Es wäre im Übrigen vielmehr der belangten Behörde oblegen, allenfalls ergänzende Feststellungen zum Tatzeitpunkt zu treffen und gegebenenfalls gemäß § 24 VStG in Verbindung mit § 66 Abs. 4 AVG den Spruch eines allfälligen Strafbescheides (falls die übrigen Voraussetzungen für eine Strafbarkeit vorliegen) zu präzisieren (vgl. zur Entscheidungsbefugnis der unabhängigen Verwaltungssenate im Verwaltungsstrafverfahren Köhler in:
Raschauer/Wessely (Hrsg.), VStG, Vorbemerkungen zu § 51, Rz 6). Wenn die belangte Behörde in diesem Zusammenhang in der Gegenschrift auch Zweifel hinsichtlich des Vorliegens einer rechtzeitigen und ausreichenden Verfolgungshandlung äußert, so ist sie darauf hinzuweisen, dass es auch diesbezüglich im Sinne des Vorstehenden an ihr gelegen wäre, die entsprechenden Feststellungen zu treffen und allenfalls eine diesbezügliche Begründung in den Bescheid aufzunehmen (siehe auch zur Relevanz einer ausreichenden Verfolgungshandlung für die Entscheidungsbefugnis des unabhängigen Verwaltungssenats im Berufungsverfahren Köhler, a.a.O., Vorbemerkungen vor § 51 VStG, Rz 7).
2.8. Mit dem (nur schwer verständlichen und in sich widersprüchlichen) Vorbringen des Mitbeteiligten in seiner Gegenschrift, die in den Bestimmungen des § 50 Abs. 5, 6 und 7 GSpG enthaltene Verleihung der Parteistellung "für die Abgabenbehörde" sei verfassungswidrig, werden keine Gesichtspunkte aufgezeigt, die den Verwaltungsgerichtshof zur Antragstellung an den Verfassungsgerichtshof gemäß Art. 140 Abs. 1 in Verbindung mit Art. 89 Abs. 2 B-VG auf Aufhebung der genannten Gesetzesbestimmungen veranlassen könnten.
Wie in der Gegenschrift des Mitbeteiligten zutreffend erkannt wird, sieht die Bundesverfassung in Art. 131 Abs. 2 B-VG die Möglichkeit von Amtsbeschwerden ausdrücklich vor. Die Ausführungen zu den aus § 50 Abs. 5 und 6 GSpG sich ergebenden "subjektiven Rechten" von Behörden, die als unzulässig qualifiziert werden, übersehen, dass weder die Einräumung solcher Parteirechte von Behörden im Verwaltungsverfahren, noch eben die Möglichkeit der Erhebung einer Amtsbeschwerde nach Art. 131 Abs. 2 B-VG verfassungsrechtlich bedenklich sind (vgl. nur Walter/Kolonovits/Muzak/Stöger, Verwaltungsverfahrensecht9, Rz 126 f).
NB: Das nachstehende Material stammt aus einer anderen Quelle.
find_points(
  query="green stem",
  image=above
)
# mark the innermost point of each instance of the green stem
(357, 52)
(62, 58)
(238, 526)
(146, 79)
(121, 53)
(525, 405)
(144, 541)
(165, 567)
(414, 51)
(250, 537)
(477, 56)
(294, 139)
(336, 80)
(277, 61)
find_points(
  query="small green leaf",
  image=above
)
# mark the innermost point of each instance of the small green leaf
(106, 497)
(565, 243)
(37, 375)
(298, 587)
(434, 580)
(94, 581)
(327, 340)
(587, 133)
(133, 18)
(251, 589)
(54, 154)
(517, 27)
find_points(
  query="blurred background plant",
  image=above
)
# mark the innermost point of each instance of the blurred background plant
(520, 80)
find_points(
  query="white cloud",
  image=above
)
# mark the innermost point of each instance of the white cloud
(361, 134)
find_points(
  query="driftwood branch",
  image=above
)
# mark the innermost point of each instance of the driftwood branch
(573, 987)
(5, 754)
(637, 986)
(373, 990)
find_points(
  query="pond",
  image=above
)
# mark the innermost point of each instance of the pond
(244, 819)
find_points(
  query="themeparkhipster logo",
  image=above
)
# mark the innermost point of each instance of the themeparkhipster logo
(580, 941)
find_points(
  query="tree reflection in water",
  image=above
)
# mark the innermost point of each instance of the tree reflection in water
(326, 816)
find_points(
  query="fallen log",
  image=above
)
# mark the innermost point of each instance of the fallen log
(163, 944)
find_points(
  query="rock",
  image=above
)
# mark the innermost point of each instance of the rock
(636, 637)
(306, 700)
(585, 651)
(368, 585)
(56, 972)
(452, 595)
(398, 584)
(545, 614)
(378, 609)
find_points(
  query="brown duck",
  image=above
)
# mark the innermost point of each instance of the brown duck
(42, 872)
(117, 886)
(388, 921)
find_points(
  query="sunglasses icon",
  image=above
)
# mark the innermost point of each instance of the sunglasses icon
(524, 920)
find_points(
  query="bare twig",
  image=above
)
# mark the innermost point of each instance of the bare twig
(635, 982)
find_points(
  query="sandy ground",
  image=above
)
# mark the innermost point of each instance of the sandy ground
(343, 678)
Die Frage der Einräumung einer Amtsbeschwerdemöglichkeit nach Art. 131 Abs. 2 B-VG hat schließlich nichts mit der in der Gegenschrift genannten Beschwerde nach Art. 144 B-VG zu tun. Das in der Gegenschrift genannte Erkenntnis des Verfassungsgerichtshofes ist daher hier nicht einschlägig.
2.9. Die belangte Behörde hat daher die Rechtslage verkannt und den angefochtenen Bescheid aus den vorstehenden Überlegungen mit inhaltlicher Rechtswidrigkeit belastet.
Der Bescheid war daher gemäß § 42 Abs. 2 Z 1 VwGG aufzuheben.